Stillwater River Road rockslide grant in final approval stages by feds

The Stillwater River Road Federal Emergency Management Agency (FEMA) grant application is nearing the home stretch.
Last week, county commissioners, along with members of the county’s Disaster and Emergency Services (DES) and Road and Bridge departments, met with the DES State Hazard Mitigation Officer Nadene Wadsworth to discuss progress on a grant for the rockslide project.

The grant is a FEMA Pre-Disaster Mitigation (PDM) Grant. According to the FEMA website, the goal of the PDM program is to “reduce overall risk to the population and structures from future hazard events, while also reducing reliance on federal funding in future disasters.”
The PDM program is a highly competitive nation-wide grant program. States choose which projects to submit to the federal government, and then FEMA decides from that selected group which projects to fund.
Stillwater’s rockslide project is one of 10 that Montana applied for, and, at $1.86 million, is the second most expensive.
The project has been identified for further review by FEMA, and so is undergoing a final environmental review.
As Wadsworth described in the meeting, Stillwater’s application, mainly completed by county DES Coordinator Carol Arkell, featured a great deal of environmental information, making this final step faster and “seamless.”

Currently, the rockslide project is waiting for the completion of the final environmental review.
There has been only one minor set-back in this process, and that was the discovery of tipi rings at the Moraine fishing access. A tipi ring is a stone circle believed to have held the bottom of a tipi covering tight to the ground.
Moraine was to be used as a dump site for the rock from the project, but that location has now been changed to preserve the tipi rings.
Last week, the county made an agreement with Stillwater Mine to utilize an area near its Hertzler Tailings Pond as the temporary dump site for the project.
The mine had offered the use of its facilities earlier, but Moraine was chosen due to its close proximity to the project site.

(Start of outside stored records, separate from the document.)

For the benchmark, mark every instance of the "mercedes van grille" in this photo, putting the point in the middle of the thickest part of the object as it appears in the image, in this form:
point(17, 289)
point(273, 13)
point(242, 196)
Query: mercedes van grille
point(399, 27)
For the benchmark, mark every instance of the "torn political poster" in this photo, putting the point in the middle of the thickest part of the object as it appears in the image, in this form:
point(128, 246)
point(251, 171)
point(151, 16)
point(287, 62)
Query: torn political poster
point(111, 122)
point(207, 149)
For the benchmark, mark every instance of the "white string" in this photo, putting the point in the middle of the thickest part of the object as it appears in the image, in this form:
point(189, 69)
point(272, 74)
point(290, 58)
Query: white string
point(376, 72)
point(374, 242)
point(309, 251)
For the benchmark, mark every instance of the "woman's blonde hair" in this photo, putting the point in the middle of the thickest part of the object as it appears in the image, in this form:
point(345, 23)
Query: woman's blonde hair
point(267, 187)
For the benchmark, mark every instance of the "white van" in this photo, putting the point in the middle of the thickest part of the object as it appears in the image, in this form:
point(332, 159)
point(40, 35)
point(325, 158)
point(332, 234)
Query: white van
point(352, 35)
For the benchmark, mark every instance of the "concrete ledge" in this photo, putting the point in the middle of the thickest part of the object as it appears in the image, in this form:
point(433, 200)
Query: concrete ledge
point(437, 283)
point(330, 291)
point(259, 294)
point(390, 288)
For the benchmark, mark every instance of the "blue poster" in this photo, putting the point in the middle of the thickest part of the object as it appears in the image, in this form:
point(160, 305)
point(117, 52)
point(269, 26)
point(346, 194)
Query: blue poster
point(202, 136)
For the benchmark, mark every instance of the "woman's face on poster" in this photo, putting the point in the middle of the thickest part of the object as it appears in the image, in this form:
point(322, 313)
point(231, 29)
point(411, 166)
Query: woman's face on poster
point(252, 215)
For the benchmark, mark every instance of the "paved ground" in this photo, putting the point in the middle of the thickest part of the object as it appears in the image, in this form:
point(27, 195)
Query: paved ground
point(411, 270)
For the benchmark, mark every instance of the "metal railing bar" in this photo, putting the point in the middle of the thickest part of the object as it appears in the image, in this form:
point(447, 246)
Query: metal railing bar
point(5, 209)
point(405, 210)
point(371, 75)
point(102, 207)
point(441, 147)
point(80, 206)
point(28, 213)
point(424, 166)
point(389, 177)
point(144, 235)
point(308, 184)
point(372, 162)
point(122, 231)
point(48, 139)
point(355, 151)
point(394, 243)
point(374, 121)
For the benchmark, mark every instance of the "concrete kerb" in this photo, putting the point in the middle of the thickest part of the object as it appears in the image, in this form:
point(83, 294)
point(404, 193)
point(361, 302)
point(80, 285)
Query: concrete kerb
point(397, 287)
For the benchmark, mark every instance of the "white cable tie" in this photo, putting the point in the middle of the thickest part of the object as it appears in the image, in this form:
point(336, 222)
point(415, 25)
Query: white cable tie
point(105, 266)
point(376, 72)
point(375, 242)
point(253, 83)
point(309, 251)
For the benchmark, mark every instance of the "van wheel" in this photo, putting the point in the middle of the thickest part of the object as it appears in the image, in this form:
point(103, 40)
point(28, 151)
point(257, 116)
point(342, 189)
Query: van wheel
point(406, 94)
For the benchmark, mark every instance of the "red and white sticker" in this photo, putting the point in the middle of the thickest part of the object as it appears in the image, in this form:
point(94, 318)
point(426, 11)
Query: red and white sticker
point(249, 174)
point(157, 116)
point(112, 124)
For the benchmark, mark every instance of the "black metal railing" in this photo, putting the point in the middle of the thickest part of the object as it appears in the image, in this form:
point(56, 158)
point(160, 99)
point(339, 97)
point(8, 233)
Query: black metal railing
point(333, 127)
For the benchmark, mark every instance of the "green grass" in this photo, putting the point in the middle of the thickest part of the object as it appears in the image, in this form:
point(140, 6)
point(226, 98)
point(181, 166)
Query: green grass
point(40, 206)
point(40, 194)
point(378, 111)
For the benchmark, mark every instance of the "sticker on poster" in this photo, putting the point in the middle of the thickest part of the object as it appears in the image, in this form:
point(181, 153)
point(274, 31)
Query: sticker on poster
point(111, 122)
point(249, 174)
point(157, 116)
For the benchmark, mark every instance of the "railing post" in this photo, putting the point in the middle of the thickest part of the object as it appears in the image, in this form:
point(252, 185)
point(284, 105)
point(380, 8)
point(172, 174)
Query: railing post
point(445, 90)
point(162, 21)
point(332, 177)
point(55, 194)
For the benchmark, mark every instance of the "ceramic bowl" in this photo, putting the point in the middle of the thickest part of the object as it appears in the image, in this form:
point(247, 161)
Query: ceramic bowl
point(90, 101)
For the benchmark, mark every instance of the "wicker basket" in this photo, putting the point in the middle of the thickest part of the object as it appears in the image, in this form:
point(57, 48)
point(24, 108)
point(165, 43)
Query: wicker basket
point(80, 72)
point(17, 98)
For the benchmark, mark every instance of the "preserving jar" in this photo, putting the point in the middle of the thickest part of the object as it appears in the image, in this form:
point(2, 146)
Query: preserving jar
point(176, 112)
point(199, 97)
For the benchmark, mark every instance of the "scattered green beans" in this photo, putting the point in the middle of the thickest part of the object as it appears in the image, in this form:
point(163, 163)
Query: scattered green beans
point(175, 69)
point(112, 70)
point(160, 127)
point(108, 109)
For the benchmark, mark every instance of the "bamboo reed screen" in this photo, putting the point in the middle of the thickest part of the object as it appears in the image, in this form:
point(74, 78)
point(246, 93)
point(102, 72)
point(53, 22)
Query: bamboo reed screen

Wadsworth anticipated the PDM grant will be awarded to Stillwater County in the next 30 to 60 days.
Road Superintendent Mark Schreiner expressed concerns that the crews slated for the project may only have a small window of availability, and postponing the start date may pose additional new problems.
However, the county is unable to begin on the actual rock-moving work until the grant has officially been awarded. If the crews were to begin the project early, grant funds could be potentially jeopardized if environmental requirements connected to the money were inadvertently violated.
The project will cost a total of $2.48 million, with the county’s soft matching funds at $620,000.
Funds from the county will be used for the initial phase of the project, a more temporary, five to 10-year, fix. The PDM grant would fund more permanent, 30-year, solutions to the rock sliding problem.
All in attendance – commissioners Mark Crago and Maureen Davey, Schreiner, and Arkell – expressed concerns about postponing the project yet again. They acknowledged that affected homeowners have been waiting for a resolution for a long time, and that they are doing all they can to fix the rockslide issue as soon as possible.